Quoi faire en cas de tremblement de terre ?
Si vous entendez l’alarme sismique (sirene hurlante « Alerta Sísmica »), vous avez environ 60 secondes avant la secousse. Ne courez pas, ne poussez pas. Si vous êtes au rez-de-chaussée, sortez dans la rue loin des câbles. Si vous êtes en étage, réfugiez-vous dans les zones de sécurité marquées « Sismo » ou près des colonnes porteuses.
La police est-elle fiable ?
Méfiez-vous. La police municipale est mal payée et la corruption (« la mordida ») est courante pour des infractions mineures imaginaires. Si un policier vous arrête, restez calme, ne donnez pas votre passeport original (une copie suffit) et demandez à payer l’amende au commissariat, ce qui dissuade souvent la tentative d’extorsion.
Est-il dangereux de manger dans la rue (Street Food) ?
Sanitairement, c’est un risque (« Moctezuma »), mais sécuritairement, les stands de tacos sont des lieux de vie sociale sûrs.

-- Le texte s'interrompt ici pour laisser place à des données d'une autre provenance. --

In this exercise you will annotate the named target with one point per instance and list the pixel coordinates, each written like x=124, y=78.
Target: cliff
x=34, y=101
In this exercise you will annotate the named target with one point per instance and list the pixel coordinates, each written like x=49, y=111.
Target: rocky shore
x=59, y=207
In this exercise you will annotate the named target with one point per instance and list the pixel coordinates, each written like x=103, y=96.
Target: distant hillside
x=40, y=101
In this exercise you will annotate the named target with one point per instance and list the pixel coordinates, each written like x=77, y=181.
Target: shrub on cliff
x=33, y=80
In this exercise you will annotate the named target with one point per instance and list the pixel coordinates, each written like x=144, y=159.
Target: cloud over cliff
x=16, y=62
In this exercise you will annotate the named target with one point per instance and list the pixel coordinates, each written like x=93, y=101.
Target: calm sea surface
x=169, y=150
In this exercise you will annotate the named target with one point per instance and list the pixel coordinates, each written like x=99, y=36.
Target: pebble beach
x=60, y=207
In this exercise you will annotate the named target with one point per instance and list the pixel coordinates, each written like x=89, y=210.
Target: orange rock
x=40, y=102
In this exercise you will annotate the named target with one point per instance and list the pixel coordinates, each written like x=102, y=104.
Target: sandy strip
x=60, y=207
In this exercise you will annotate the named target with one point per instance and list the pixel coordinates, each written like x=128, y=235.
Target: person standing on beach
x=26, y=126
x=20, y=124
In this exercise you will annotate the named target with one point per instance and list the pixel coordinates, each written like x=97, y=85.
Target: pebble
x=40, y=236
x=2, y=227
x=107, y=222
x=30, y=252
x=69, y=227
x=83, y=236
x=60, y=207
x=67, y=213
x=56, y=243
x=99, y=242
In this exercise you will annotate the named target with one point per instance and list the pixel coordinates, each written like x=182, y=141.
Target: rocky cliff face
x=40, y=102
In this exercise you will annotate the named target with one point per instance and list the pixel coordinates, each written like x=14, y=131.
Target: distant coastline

Choisissez les stands où il y a une longue file d’attente de locaux (gage de fraîcheur) et où la personne qui encaisse l’argent n’est pas celle qui cuisine.
La pollution est-elle un problème majeur ?
Oui, surtout entre mars et mai (saison sèche et chaude). L’altitude (2250m) combinée à l’ozone peut provoquer maux de tête et essoufflement. Vérifiez l’indice IMECA. Si la qualité de l’air est « Mauvaise », réduisez l’effort physique. Les personnes asthmatiques doivent être particulièrement vigilantes.